I really think a subset like this will increase the value as it would allow people writing search engines (for fun or profit) to suck a copy down locally and work away. Its something I would like to do for sure.




There will be news about a subset sometime next month!


Ideally beyond the top sites, these subsets would be available as verticals, so that people can focus on specialized search engines.

While it's nice to have generalist search engines, it would be even better to be able to unbundle the generalist search engines completely. Verticals such as the following would be nice:

1) Everything linux, unix and both

2) Everything open-source

3) Only news & current events

4) Popular culture globally and by country

5) Politics globally and by country

6) Everything software engineering

7) Everything hardware engineering

8) Everything maker community

9) Everything financial markets

10) Everything medicine / health (sans obvious quackery)

11) etc.

Maybe make a tool that allows the community to create the subset creation recipes that perform the parsing out of data of a certain type and that the community forks and improves over time.

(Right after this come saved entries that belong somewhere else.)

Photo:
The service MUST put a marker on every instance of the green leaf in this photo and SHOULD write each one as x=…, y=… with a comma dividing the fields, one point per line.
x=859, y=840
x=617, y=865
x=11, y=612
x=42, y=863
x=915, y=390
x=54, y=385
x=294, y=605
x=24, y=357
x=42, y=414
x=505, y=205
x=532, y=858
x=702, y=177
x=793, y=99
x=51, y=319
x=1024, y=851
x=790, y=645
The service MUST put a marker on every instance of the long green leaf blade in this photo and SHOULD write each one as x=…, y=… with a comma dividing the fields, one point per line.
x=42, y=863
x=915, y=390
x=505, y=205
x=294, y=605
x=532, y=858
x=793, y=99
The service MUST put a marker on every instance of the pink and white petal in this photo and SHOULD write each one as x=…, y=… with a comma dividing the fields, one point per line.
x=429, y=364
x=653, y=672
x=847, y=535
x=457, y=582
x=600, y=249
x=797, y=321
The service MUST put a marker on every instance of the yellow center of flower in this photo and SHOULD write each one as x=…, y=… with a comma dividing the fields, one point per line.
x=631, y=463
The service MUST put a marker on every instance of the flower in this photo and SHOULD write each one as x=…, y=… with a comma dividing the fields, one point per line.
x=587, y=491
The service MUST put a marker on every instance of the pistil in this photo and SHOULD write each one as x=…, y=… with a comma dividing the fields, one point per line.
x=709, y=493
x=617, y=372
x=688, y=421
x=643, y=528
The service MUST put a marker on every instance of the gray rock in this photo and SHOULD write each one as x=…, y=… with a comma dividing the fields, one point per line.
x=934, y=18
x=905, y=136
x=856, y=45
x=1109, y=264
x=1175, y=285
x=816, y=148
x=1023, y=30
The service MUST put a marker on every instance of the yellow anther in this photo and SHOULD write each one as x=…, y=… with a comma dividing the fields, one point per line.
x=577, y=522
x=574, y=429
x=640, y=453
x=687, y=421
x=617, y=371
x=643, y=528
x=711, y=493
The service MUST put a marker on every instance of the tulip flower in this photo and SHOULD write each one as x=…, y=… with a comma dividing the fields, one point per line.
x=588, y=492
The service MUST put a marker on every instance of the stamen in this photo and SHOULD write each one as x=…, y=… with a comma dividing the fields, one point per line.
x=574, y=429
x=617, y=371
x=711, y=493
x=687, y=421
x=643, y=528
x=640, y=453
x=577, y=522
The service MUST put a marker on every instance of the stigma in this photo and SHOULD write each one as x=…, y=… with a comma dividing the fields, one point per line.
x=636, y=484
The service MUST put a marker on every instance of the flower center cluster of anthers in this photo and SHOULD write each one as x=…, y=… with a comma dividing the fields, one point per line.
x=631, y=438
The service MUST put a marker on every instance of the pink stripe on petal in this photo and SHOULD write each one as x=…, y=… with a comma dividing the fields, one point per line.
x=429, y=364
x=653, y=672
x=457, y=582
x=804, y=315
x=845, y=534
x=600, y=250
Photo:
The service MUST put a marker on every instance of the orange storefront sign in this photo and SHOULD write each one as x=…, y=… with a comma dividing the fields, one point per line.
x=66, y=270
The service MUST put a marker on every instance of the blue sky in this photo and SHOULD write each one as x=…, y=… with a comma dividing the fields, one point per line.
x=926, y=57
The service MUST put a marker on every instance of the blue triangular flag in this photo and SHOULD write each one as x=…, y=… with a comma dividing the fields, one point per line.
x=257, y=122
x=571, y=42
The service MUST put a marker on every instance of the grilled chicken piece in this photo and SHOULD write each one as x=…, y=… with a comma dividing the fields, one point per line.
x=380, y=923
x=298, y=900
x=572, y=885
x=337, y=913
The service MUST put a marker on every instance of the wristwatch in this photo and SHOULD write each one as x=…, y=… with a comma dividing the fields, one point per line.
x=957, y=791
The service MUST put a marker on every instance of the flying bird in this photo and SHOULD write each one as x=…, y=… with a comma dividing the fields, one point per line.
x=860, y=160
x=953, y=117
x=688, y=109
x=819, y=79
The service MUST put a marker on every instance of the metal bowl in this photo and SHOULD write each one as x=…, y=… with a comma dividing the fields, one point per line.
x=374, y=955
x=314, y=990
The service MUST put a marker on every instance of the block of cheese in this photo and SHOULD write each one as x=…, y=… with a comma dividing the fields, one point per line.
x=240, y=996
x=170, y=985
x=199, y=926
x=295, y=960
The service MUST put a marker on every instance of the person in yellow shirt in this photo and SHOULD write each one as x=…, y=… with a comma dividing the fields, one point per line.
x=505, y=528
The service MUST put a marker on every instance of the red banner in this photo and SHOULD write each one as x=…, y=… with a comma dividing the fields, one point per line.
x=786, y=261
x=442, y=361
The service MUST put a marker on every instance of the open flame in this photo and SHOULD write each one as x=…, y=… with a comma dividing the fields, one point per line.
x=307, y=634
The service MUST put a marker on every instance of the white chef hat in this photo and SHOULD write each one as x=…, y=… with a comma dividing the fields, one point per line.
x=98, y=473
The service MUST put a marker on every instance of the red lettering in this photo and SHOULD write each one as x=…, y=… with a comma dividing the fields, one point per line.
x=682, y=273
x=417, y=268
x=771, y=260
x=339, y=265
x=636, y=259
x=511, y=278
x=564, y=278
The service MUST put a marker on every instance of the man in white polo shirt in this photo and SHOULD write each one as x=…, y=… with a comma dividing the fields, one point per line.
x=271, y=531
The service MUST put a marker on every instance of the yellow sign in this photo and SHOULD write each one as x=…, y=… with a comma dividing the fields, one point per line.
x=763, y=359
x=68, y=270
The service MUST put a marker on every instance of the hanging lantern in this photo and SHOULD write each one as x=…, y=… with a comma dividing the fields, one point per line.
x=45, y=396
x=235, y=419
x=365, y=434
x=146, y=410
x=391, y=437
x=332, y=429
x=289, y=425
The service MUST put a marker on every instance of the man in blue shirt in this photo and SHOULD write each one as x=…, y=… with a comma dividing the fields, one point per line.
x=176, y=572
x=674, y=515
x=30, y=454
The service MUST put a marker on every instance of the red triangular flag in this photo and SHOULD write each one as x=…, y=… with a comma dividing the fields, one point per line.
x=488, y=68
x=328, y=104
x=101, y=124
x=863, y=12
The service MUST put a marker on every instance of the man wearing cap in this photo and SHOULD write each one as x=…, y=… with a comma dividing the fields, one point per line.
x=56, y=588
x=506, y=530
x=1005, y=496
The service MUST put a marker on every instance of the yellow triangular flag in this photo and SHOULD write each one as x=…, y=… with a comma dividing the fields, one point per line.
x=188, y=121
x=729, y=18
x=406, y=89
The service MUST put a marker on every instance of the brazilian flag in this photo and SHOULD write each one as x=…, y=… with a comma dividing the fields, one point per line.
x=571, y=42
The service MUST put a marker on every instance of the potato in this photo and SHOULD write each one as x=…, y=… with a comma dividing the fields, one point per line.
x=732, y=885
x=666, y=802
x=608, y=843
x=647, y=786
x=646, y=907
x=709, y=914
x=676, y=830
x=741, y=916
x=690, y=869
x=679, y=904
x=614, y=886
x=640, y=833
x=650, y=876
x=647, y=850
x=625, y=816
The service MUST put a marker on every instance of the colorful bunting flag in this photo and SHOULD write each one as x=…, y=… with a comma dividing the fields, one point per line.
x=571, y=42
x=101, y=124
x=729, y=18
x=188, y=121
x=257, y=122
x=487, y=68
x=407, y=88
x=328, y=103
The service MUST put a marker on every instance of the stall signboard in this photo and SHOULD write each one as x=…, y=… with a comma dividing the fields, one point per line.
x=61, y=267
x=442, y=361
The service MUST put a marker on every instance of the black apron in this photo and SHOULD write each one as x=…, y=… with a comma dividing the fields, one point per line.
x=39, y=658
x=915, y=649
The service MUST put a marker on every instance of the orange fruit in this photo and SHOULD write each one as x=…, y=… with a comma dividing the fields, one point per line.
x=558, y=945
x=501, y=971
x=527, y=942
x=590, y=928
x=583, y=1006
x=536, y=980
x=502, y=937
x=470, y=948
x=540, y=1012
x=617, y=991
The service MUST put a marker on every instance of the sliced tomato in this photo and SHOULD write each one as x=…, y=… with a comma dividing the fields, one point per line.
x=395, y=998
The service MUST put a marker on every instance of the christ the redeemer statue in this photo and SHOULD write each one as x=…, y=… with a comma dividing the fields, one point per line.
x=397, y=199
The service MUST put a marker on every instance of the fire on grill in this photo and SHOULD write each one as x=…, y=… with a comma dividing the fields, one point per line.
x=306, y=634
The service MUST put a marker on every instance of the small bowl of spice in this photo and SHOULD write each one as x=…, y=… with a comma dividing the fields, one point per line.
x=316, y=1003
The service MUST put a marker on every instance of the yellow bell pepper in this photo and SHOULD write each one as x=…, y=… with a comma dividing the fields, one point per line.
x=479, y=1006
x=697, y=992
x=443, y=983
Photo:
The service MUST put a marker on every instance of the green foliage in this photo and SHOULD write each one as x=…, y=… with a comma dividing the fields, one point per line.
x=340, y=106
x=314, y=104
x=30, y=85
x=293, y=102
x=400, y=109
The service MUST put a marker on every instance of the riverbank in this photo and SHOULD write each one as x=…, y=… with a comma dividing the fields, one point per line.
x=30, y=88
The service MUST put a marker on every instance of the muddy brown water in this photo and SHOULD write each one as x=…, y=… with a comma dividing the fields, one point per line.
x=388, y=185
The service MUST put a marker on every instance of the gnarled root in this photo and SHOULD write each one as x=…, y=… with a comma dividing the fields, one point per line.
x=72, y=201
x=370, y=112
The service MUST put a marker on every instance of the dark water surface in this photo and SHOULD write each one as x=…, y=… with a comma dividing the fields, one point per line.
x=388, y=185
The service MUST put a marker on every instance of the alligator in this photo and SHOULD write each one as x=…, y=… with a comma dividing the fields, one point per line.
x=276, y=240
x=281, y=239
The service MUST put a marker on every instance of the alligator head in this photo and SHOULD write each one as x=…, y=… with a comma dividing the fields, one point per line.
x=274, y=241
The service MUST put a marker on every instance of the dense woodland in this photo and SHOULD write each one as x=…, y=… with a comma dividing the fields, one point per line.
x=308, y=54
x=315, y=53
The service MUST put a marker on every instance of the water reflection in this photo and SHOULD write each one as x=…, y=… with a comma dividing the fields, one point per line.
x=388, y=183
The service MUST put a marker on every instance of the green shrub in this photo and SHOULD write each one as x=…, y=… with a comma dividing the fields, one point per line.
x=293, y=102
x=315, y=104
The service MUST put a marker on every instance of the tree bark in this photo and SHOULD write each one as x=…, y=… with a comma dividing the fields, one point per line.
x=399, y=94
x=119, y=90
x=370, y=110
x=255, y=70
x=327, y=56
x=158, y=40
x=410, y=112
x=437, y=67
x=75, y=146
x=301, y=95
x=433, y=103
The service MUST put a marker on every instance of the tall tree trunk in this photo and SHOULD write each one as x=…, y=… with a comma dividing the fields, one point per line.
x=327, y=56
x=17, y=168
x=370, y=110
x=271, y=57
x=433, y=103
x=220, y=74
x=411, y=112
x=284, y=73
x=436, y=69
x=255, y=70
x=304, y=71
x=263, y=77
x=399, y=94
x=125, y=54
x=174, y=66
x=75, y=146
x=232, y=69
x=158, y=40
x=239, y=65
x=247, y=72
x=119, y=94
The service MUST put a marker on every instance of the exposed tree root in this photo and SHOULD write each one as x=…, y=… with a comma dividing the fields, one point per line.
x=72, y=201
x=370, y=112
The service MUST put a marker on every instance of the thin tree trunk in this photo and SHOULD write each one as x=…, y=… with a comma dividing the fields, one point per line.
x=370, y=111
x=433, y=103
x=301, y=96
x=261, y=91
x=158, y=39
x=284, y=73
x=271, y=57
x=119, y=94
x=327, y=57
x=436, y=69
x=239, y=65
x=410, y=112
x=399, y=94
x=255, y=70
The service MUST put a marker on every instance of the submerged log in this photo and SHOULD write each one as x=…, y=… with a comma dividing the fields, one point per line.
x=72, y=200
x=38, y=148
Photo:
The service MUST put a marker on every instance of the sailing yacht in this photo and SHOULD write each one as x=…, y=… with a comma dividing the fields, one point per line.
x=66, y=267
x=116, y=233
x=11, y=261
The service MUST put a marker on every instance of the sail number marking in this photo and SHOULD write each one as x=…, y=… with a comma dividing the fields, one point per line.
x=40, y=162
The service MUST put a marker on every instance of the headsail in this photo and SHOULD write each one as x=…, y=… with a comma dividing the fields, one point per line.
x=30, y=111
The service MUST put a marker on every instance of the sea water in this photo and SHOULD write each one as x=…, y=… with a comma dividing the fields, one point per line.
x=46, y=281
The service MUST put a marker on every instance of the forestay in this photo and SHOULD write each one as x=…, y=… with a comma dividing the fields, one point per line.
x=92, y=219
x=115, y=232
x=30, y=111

The time to create a generalist search engine has sailed, but specialist search engines is total greenfield.


You don't usually download this data - you process it on AWS to your requirements.

Seriously - they give you an easy way to create these subsets yourself[1]. That is a much better solution than them trying to anticipate the exact needs of every potential client.

[1] http://commoncrawl.org/get-started/


I guess what I was suggesting is "given enough eyeballs, all spam and poor quality content is shallow"

There is definitely a benefit in using the community to identify valuable subsets and then individually putting your energy towards building discovery/search products around that subset.


Is the example code still right with the new file formats for this new crawl?


would love to have even smaller subsets (like 5gb) that students can casually play around with too to practice and learn tools and algos :) (if it's not too much trouble!)


You can fetch a single WARC file directly like say:

s3://aws-publicdatasets/common-crawl/crawl-data/CC-MAIN-2013-20/segments/1368704392896/warc/CC-MAIN-20130516113952-00058-ip-10-60-113-184.ec2.internal.warc.gz

They are around 850 MB each.

The text extracts and metadata files are generated off individual WARC files, so it is pretty easy to get the corresponding sets of files. For the above it would be:

s3://aws-publicdatasets/common-crawl/crawl-data/CC-MAIN-2013-20/segments/1368704392896/wat/CC-MAIN-20130516113952-00058-ip-10-60-113-184.ec2.internal.warc.wat.gz

s3://aws-publicdatasets/common-crawl/crawl-data/CC-MAIN-2013-20/segments/1368704392896/wet/CC-MAIN-20130516113952-00058-ip-10-60-113-184.ec2.internal.warc.wet.gz


Is there any way to get incrementals? It would be extremely valuable is to get the pages that were added/changed/deleted each day. Some kind of a daily feed of a more limited size.


  s3cmd ls s3://aws-publicdatasets/common-crawl/crawl-data/CC-MAIN-2013-20/segments/
That should get you about 90% on your way.


Totally true. Smaller versions are not helpful for just casual/student use; it also helps in code development and debugging. Otherwise, algorithm development gets impeded by scaling issues.


Also interesting for machine learning. Where you can use it as a background collection.


One subset for each TLD would be nice. Or, if you can afford more CPU-power, per language, using a good open language detector.


Fantastic news. Will be looking forward to seeing it.